Boohoo execs could be questioned in US 'fake discount' case - report
A US lawsuit could see senior executives at fast fashion e-tailer Boohoo being quizzed by lawyers following the rejection by a judge of its attempt to dismiss a $100 million (£75m) action over allegedly fake discounts, a report said on Monday.
The Telegraph reported the development in the class action lawsuit that alleges the retailer inflated original prices, even though its goods were never actually available at those prices.

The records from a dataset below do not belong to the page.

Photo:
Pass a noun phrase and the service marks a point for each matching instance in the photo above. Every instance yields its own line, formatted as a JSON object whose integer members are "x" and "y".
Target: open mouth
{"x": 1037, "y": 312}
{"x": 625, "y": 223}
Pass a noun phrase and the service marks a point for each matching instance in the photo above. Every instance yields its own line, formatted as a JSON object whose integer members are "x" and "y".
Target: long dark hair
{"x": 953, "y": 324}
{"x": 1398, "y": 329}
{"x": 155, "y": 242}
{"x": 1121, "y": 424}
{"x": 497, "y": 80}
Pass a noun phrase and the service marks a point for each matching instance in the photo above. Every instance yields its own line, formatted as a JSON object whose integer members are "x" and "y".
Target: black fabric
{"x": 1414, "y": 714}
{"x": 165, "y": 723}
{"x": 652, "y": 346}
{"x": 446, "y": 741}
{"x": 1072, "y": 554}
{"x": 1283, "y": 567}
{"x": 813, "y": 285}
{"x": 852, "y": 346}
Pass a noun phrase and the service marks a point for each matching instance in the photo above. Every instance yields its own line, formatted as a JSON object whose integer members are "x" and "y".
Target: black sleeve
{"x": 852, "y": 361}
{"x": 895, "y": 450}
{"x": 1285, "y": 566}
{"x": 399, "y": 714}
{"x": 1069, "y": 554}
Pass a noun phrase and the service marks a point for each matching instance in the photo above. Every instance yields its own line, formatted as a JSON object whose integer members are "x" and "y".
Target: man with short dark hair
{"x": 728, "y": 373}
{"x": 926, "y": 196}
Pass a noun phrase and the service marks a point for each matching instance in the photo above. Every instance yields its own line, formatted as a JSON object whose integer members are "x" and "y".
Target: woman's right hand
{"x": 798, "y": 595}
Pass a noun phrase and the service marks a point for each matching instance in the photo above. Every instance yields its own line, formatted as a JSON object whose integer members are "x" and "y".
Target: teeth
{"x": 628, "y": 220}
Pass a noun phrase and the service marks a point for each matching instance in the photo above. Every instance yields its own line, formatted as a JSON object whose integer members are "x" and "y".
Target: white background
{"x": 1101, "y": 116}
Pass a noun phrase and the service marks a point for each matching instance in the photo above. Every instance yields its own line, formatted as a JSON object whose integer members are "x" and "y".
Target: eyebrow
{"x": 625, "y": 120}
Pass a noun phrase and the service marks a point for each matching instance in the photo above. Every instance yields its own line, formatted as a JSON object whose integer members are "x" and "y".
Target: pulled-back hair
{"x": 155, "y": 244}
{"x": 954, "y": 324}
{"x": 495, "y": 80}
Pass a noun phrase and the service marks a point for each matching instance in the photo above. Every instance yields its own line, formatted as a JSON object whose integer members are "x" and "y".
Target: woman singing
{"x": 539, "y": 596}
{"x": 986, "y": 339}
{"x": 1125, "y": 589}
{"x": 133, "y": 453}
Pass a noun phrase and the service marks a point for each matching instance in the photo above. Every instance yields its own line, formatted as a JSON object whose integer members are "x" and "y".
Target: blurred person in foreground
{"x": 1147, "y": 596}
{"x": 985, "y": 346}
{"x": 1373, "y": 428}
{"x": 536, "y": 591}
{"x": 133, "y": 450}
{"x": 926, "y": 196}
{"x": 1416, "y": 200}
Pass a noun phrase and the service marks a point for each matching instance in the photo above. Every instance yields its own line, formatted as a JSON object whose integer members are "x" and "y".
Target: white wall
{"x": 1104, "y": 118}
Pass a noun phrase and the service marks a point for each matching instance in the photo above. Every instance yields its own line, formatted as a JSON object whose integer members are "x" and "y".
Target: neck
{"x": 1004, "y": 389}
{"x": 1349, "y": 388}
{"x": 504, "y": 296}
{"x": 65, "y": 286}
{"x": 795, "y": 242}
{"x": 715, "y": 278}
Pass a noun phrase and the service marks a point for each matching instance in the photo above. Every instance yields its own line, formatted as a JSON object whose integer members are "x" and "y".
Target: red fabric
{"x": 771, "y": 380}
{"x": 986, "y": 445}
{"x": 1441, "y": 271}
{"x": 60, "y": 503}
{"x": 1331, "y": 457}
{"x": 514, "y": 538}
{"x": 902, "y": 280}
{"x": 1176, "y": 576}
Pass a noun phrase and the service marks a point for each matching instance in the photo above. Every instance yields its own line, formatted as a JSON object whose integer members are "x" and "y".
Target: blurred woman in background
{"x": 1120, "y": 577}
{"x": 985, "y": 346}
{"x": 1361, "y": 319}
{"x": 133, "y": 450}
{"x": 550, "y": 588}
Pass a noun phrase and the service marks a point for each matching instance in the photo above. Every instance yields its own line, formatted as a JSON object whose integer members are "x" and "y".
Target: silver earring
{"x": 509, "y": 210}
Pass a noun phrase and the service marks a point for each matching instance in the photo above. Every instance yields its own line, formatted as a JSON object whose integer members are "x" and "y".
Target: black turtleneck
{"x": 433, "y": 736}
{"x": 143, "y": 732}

The discounts it then offered therefore looked much larger than they actually were.
The company and its PrettyLittleThing and Nasty Gal subsidiaries failed this month to get the class action lawsuit thrown out, the newspaper said.
But the American court also reserved judgement on a technical legal argument about whether it had jurisdiction over the brands’ parent company, UK-listed Boohoo Group.
The American lawyers representing the claimants said they expect Boohoo executives, including CFO Neil Catto, and senior management to give testimony in the case.
But a Boohoo spokesman told the newspaper that the company intends to rigorously defend the legal claims, although it would not comment further on the case.
The case comes after the company has faced a number of damaging news stories this year. These included the recent scandal about manufacturing in Leicester with workers being paid less than the minimum wage at unauthorised sub-contractor factories. Additionally, the resignation of its auditor was interpreted negatively.